Counter offer – the seller usually has 24 to 48 hours to consider your offer or make a counter offer. A counter offer, under the terms you’ve offered, indicates they want to sell you their house, but they want to make a change.
Consensus – when you both agree on terms, you have a deal! You sign a contract and your earnest check goes in to an escrow account.
Walk-through – another step that your real estate professional will usually request is a walk-through of the home done very close to closing. This ensures that the home is in the same condition that it was in when you signed your contract. You will want to do your walk-through as close to your closing date as possible. For example, you can check to make sure the appliances are still intact if it was indicated that appliances were part of the sale of the home. You will also want to make sure the power is on so you can test out the electrical elements in the home. You can also check for any damage that may have occurred possibly when the seller was moving out and be able to inquire with the seller or their agent prior to closing.

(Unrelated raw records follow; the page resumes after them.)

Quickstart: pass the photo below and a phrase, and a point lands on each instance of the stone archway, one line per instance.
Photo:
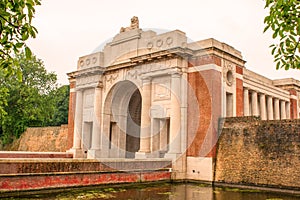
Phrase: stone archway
(122, 118)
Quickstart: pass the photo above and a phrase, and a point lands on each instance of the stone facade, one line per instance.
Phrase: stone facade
(149, 95)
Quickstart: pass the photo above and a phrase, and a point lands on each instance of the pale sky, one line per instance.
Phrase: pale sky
(69, 29)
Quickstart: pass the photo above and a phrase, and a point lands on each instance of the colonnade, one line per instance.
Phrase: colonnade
(266, 106)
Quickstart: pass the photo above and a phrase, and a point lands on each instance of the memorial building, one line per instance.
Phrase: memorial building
(158, 96)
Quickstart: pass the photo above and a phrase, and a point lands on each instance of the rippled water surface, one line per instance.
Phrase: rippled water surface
(163, 191)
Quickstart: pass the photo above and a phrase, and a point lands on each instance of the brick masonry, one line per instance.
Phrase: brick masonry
(263, 153)
(42, 139)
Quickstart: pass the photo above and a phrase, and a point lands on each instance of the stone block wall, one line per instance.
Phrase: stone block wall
(42, 139)
(255, 152)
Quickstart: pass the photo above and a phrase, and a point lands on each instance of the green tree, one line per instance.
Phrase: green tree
(284, 21)
(28, 100)
(15, 28)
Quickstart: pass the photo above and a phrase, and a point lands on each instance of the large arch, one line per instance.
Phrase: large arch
(121, 120)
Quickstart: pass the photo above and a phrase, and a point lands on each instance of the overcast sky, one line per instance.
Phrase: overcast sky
(69, 29)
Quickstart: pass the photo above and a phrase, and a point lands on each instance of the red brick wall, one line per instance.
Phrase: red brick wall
(293, 105)
(256, 152)
(239, 98)
(72, 103)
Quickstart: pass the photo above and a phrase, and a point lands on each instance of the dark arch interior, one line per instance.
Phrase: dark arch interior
(133, 127)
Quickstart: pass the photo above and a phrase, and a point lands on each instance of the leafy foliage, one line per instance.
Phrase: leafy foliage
(284, 21)
(33, 101)
(15, 28)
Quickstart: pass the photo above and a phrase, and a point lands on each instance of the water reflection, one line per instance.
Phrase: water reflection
(164, 191)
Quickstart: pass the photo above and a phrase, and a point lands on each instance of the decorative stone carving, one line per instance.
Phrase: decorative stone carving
(228, 73)
(158, 111)
(134, 25)
(159, 43)
(161, 89)
(132, 74)
(87, 80)
(149, 45)
(169, 41)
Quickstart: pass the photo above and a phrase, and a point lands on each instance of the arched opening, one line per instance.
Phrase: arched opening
(122, 120)
(133, 129)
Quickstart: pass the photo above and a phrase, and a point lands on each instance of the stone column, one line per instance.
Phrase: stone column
(262, 100)
(282, 109)
(254, 103)
(277, 112)
(78, 125)
(175, 115)
(288, 111)
(246, 102)
(270, 108)
(145, 119)
(94, 152)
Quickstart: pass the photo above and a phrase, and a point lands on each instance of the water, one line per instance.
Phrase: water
(163, 191)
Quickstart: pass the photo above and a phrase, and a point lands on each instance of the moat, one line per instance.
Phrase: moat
(162, 191)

You may want to make your offer “contingent on inspection,” which means your offer isn’t really valid until the home has been carefully examined by a qualified home inspector who is trained to take a critical look at various aspects of the home including:
- Heating and cooling systems
- Electrical system
- Windows and doors
- Exterior grading to make sure water drains away from the home
- Termite or insect infestations
Your lender or agent can recommend inspection services, or do a search for 'Home Building Inspection Service'.